Despite the critical role of CSPGs in preventing reinnervation of the cardiac scar it is unknown whether 4S-
CSPGs specifically inhibit sympathetic axon outgrowth. This study will provide a mechanistic understanding of
how CSPG sulfation in the cardiac scar affects sympathetic denervation in our mouse model of MI using the
enzyme Arasulfatase B which selectively degrades 4S-CSPGs. Furthermore, CSPG-sulfation-induced signaling
studies focusing downstream of TrkA signaling networks will elucidate the molecular mechanism behind
sympathetic axon outgrowth inhibition. To understand signaling pathways a FRET based imaging platform will
be used to examine multiple signaling pathways in parallel.
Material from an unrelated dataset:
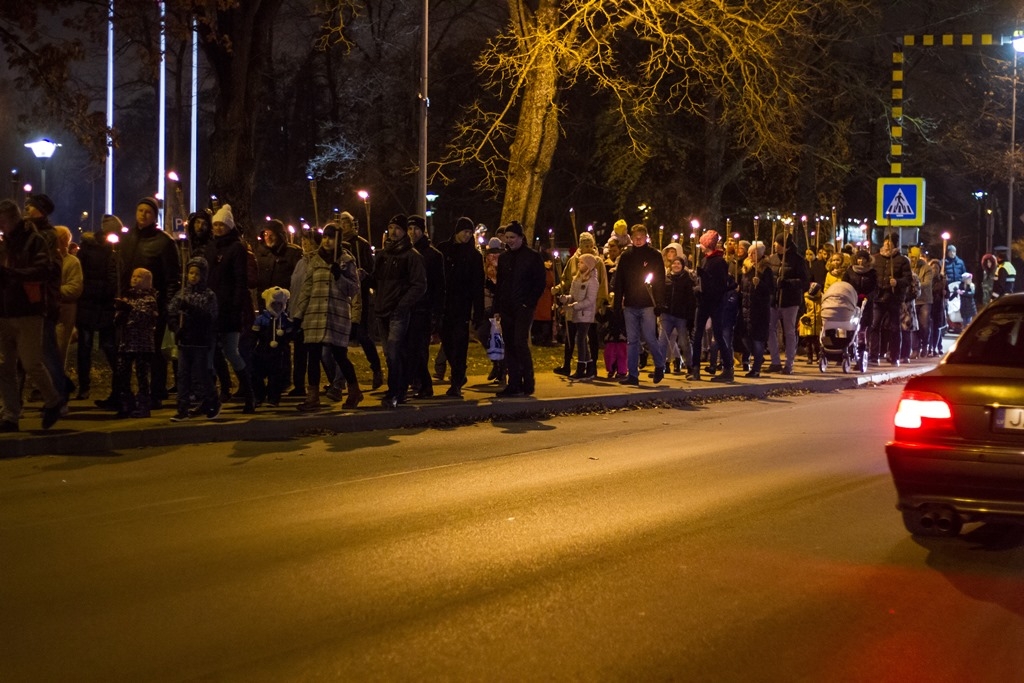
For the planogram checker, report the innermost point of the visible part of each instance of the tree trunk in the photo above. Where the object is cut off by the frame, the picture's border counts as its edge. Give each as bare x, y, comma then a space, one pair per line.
238, 46
534, 147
These results will identify novel therapeutic targets
to restore sympathetic axon outgrowth in the presence of CSPGs

## Key facts

- **NIH application ID:** 9990429
- **Project number:** 1F31HL152490-01
- **Recipient organization:** OREGON HEALTH & SCIENCE UNIVERSITY
- **Principal Investigator:** Matthew Russell Blake
- **Activity code:** F31 (R01, R21, SBIR, etc.)
- **Funding institute:** NIH
- **Fiscal year:** 2020
- **Award amount:** $45,520
- **Award type:** 1
- **Project period:** 2020-04-16 → 2022-04-15

## Primary source

NIH RePORTER: https://reporter.nih.gov/project-details/9990429

## Citation

> US National Institutes of Health, RePORTER application 9990429, Understanding the role of chondroitin sulfate proteoglycan 4-sulfation in the heart following myocardial infarction (1F31HL152490-01). Retrieved via AI Analytics 2026-05-22 from https://api.ai-analytics.org/grant/nih/9990429. Licensed CC0.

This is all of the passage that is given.